Es con Roncali que, entre otras obras, se acomete la construcción, en el extremo occidental de la Isla, del faro que lleva el nombre del gobernante, de gran importancia para la navegación y el más antiguo monumento arquitectónico de toda la parte oeste del territorio nacional.
Federico Roncali y Ceruti, conde de Alcoy, cesó su mando en Cuba el 13 de noviembre de 1850. A su regreso a España fue presidente del Consejo de Ministros y ministro de Estado. Murió en Madrid en 1857.
No nos detendremos en los motivos de la enemistad entre los condes de Lucena y de Alcoy. El hecho cierto es que O’Donnell trató a Roncali, su sucesor en el gobierno de la Isla, con evidente desprecio. No cambió con él ni media docena de palabras durante la ceremonia de transmisión de poderes y, una vez terminada esta, se volvió a la Quinta de los Molinos, en la que había hecho ampliaciones y reformas para convertirla en una mansión digna del primer funcionario de la colonia. Y no solo eso. Había sacado del Palacio de los Capitanes Generales, para instalarlo en los Molinos, todo aquello que podía serle útil.
Cuando la condesa de Alcoy recorrió el palacio, advirtió que, salvo el Salón del Trono y las dos piezas principales, el resto de las dependencias daba la impresión de haber sufrido los efectos de una mudada. Faltaba no solo aquello que podía representar comodidad o lujo, sino lo más indispensable. Y cuando preguntaba, recibía una respuesta invariable: Señora, se lo llevaron para la Quinta de los Molinos. Tal parecía que el conde de Lucena había dejado para el final de la ceremonia el propinar al conde de Alcoy la mayor mortificación posible. El tiempo pasaba y había que moverse rápido a fin de evitar que el capitán general y su señora pasaran la noche en los butacones del Salón del Trono.

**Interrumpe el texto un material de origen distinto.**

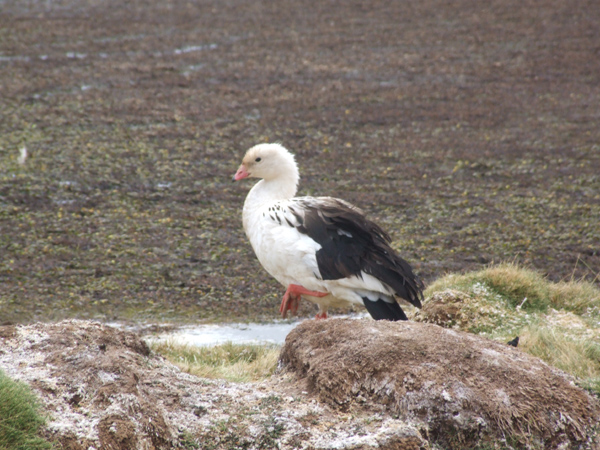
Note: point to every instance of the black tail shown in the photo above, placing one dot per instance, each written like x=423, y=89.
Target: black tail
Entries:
x=382, y=310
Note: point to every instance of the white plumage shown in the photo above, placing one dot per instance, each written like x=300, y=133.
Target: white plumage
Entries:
x=321, y=248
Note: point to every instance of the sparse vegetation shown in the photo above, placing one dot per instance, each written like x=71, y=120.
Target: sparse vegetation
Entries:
x=20, y=417
x=558, y=322
x=233, y=362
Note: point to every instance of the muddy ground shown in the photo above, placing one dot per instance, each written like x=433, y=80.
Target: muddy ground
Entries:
x=469, y=131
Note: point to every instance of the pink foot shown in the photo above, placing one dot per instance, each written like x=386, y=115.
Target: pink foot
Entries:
x=291, y=298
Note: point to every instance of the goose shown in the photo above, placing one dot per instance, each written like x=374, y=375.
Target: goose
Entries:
x=322, y=249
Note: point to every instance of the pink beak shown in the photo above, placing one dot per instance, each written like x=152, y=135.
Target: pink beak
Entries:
x=241, y=173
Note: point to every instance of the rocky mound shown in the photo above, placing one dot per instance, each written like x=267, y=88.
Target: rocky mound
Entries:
x=463, y=388
x=371, y=385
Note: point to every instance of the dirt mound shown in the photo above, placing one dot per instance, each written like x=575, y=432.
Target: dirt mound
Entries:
x=378, y=385
x=465, y=389
x=104, y=389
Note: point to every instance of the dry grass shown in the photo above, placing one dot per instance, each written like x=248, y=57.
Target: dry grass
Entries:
x=233, y=362
x=557, y=322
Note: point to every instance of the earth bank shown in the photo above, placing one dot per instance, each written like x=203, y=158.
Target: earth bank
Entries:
x=345, y=384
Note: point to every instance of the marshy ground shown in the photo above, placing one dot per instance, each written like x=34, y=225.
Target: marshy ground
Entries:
x=468, y=131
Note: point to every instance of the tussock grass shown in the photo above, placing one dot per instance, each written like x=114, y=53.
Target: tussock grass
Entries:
x=233, y=362
x=557, y=322
x=20, y=419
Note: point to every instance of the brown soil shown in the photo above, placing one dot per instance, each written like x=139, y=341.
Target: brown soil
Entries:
x=467, y=389
x=347, y=384
x=468, y=130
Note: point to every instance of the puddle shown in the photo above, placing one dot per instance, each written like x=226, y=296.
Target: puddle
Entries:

Por suerte para ellos, se hallaba en el palacio de la Plaza de Armas don Pancho Marty y Torrens, un catalán que había llegado a Cuba pobre como una rata, pero que a esas alturas acumulaba un capital cuantioso, gracias al comercio de esclavos y el trabajo de presos, que aprovechaba en su favor, y al usufructo del monopolio del pecado en La Habana. Era, por otra parte, el propietario del Teatro Tacón y hombre con libre acceso al entorno de los Capitanes Generales, figura de gran valimiento y representación en las altas esferas coloniales. A uno de los gobernadores que rechazó su familiaridad afectuosa, don Pancho le recordó sin ambages que él también recibía trato de excelentísimo y portaba la más alta condecoración de la corona española.

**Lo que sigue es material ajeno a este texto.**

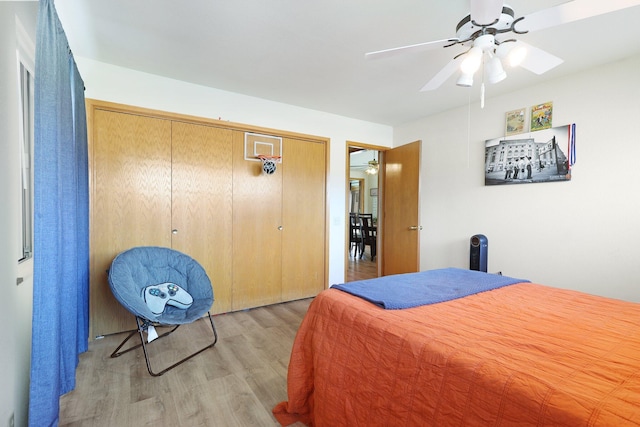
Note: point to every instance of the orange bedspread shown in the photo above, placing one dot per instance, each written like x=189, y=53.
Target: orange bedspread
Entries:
x=521, y=355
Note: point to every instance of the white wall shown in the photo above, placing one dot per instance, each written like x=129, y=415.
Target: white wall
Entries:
x=583, y=234
x=116, y=84
x=15, y=315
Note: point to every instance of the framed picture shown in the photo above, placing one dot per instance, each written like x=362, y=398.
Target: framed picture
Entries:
x=515, y=122
x=542, y=156
x=541, y=116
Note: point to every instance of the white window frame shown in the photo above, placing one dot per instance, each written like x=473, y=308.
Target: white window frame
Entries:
x=25, y=55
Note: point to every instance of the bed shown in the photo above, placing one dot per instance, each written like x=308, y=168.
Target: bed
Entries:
x=520, y=354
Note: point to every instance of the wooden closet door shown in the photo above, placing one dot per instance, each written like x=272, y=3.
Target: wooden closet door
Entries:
x=303, y=245
x=257, y=218
x=202, y=202
x=130, y=202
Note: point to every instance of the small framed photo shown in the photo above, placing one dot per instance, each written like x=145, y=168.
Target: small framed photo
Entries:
x=515, y=122
x=541, y=116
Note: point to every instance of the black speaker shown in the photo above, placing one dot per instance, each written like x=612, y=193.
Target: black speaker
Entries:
x=478, y=253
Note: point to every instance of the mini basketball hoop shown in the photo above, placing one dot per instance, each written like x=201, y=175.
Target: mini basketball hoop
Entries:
x=268, y=163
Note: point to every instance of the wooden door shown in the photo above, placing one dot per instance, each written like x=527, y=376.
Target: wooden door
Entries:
x=257, y=231
x=303, y=234
x=202, y=189
x=401, y=240
x=130, y=166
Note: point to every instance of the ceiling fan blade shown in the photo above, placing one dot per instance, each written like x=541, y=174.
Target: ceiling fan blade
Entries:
x=419, y=47
x=537, y=60
x=443, y=75
x=485, y=12
x=571, y=11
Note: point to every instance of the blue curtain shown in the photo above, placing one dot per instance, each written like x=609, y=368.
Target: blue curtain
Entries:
x=61, y=221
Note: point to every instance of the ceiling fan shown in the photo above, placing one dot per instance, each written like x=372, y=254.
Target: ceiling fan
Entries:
x=489, y=34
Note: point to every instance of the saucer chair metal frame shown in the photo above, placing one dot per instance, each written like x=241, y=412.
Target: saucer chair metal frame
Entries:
x=133, y=270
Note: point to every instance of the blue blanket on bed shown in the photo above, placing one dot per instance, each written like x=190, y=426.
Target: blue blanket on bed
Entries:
x=427, y=287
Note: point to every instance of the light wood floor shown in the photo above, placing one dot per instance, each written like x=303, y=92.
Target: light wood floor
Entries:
x=235, y=383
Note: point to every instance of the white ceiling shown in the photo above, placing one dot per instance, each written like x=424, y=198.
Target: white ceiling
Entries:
x=311, y=53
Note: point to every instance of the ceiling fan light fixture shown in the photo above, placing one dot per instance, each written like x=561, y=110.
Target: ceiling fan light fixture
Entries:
x=472, y=60
x=516, y=55
x=465, y=80
x=495, y=72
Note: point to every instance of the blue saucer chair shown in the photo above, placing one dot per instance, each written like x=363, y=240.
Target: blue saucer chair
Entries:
x=133, y=270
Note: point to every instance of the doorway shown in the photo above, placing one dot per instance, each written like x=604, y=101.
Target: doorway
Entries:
x=363, y=179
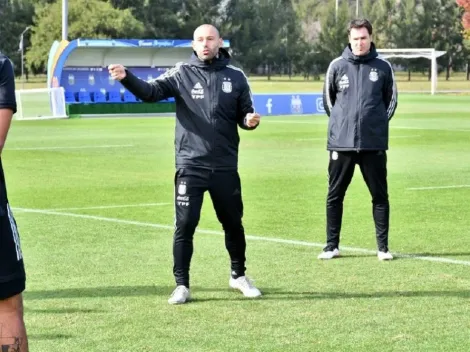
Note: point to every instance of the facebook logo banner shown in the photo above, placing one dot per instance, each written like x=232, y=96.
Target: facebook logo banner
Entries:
x=288, y=104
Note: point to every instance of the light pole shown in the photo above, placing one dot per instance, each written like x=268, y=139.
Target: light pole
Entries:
x=22, y=54
x=65, y=12
x=336, y=10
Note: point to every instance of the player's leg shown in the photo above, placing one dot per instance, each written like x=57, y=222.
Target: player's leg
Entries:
x=374, y=171
x=190, y=185
x=340, y=173
x=12, y=280
x=226, y=193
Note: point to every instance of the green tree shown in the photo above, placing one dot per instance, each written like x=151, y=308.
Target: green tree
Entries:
x=16, y=15
x=87, y=19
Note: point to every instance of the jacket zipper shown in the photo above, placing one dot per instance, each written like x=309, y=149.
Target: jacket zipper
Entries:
x=359, y=92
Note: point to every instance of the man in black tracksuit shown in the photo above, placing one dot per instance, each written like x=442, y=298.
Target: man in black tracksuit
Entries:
x=212, y=99
x=12, y=271
x=360, y=98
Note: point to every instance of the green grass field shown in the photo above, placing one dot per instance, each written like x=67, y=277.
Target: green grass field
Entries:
x=93, y=202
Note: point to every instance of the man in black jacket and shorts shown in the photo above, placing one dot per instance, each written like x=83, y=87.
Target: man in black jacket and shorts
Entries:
x=212, y=98
x=12, y=273
x=360, y=98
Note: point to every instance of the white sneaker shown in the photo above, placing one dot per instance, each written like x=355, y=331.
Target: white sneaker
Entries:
x=329, y=254
x=384, y=255
x=245, y=285
x=180, y=295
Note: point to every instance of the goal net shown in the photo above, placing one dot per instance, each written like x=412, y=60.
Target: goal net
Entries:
x=430, y=54
x=37, y=104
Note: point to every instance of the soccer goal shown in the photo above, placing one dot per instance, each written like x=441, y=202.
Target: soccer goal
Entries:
x=39, y=104
x=431, y=54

A don Pancho debieron acudir los condes de Alcoy para amueblar lo antes posible el Palacio. El catalán se pintaba para servir y gustaba de hacerse el necesario, y lo era. Mientras la Condesa echaba chispas de puro enojo, don Pancho sonreía, distendido.
—Cosas de don Leopoldo, señora. No hay que inquietarse… Todo se arreglará.
Y se arregló, en efecto. Lo que no pudo arreglarse fue el escandalo monumental que se armó cuando el periódico La Verdad, realizado por cubanos radicados en Nueva York, publicara, urbi et orbi, que el Conde de Lucena no había dejado ni los clavos en el Palacio de los Capitanes Generales.